American politician (1819–1881)

Benjamin Franklin Loan (October 4, 1819 - March 30, 1881) was a U.S. Representative from Missouri, as well as a Missouri State Militia general in service to the Union during the American Civil War.

==Biography==
Benjamin F. Loan was born in Hardinsburg, Kentucky. He pursued an academic course and received a college education. He studied law in Kentucky, and then moved to St. Joseph, Missouri, in 1838. He was admitted to the bar in 1840 and practiced in St.
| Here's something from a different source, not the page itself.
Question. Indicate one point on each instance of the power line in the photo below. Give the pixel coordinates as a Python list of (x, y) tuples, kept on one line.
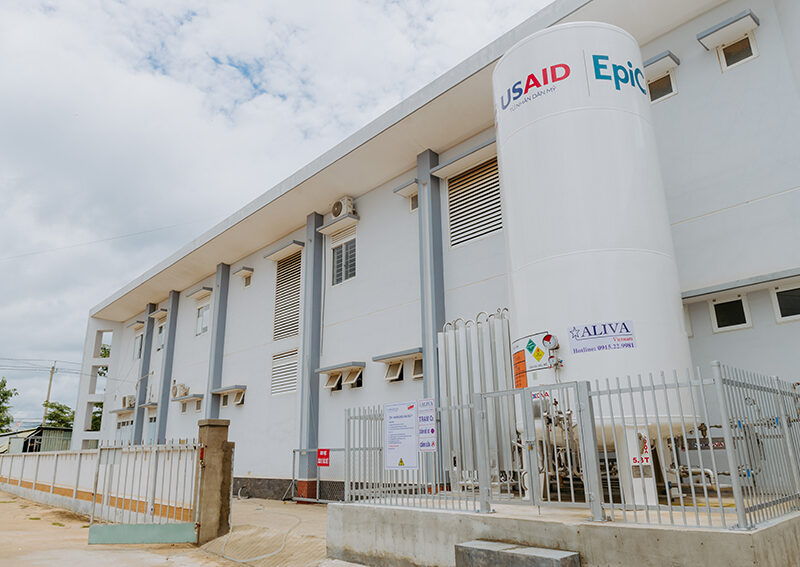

Joseph.

With the outbreak of the Civil War, he was commissioned as a brigadier general in the Federal Missouri State Militia on November 27, 1861. General Loan participated in counter-guerrilla operations, including the victory against Colonel John A. Poindexter's irregular cavalry at the Battle of Yellow Creek on August 13, 1862. Loan was honorably discharged on June 8, 1863, and returned home.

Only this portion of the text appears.